Tutu on Rising Inequality in South Africa

The Financial times on Thursday reported on the growing calls from Desmond Tutu regarding the widening gap between the rich and the poor in South Africa.

The gap between rich and poor is widening in South Africa, threatening to sweep away the gains brought about by democracy since 1994, Desmond Tutu, the former archbishop of Cape Town, has warned.

“Most [people] are languishing in the wilderness,” the archbishop said of the slow pace of wealth redistribution since the end of white rule 13 years ago. Using a Biblical analogy, he said South Africans had crossed the Red Sea in their struggle against apartheid but that very few had reached the promised land.

“I’m really very surprised by the remarkable patience of people,” he told the Financial Times at the launch of the Tutu Foundation in London on Wednesday. It was hard “to explain why they don’t say to hell with Tutu, Mandela and the rest and go on the rampage.”

Archibishop Tutu’s warnings on the potential impact of rising inequality in South Africa has important transfareble lessons to other African countries as they pursue pro-poor growth policies. The social lesson is that as bad as poverty is, its much worse when you see others are better off than you are, and the gap appears to be increasing. The economic lesson is that economic growth could be unsustainable in the long term without prolicies that reduces the divide between members of society or atleast prevents a widening of the exisitng divide. It is therefore necessary to ensure that pro-growth policies go hand in hand with social and income equality goals.

The policy linkage is important because inequality has important implications for social cohesion (i.e. whether we as a society feel more as one nation with common interests). Social cohesion is important because a more united nation would be able to have internal peace and its citizens would lead happier lives. In South Africa’s case, it would prevent people saying “to hell with Tutu, [Nelson] Mandela and the rest and go on the rampage”.

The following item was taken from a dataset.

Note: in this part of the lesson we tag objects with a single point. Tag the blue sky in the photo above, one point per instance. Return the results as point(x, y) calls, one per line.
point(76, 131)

This is why responsible Governments generally persue policues that encourage civic engagement through initiatives such as devolved decision making and greater voter participation. Unless we as society are more cohesive, the problems of crime and disorder would not be easilty eliminated.

No one has described the the linkage between greater inequality and a less cohesive society better than James K. Galbraith. In his book Created Unequal : The Crisis in American Pay (1998), Galbraith argues that when citizens have diverging access to services (due to income and social inequality) the result can be social and political fracturing. Inequality may endager society’s ability to think of itself as a single entity or nation. In his words :
“With high inequality, it becomes easy to know whether one is likely in the long run to be a net gainer, or a net loser, from public programs of family assistance, pension security, and health care. High inequality therefore weakness the willingness to share at the sane time that it concentrates resources in the hands least inclined to be willing. In this way inequality threatens the ability of society to provide for the weak, the ill, and the old”.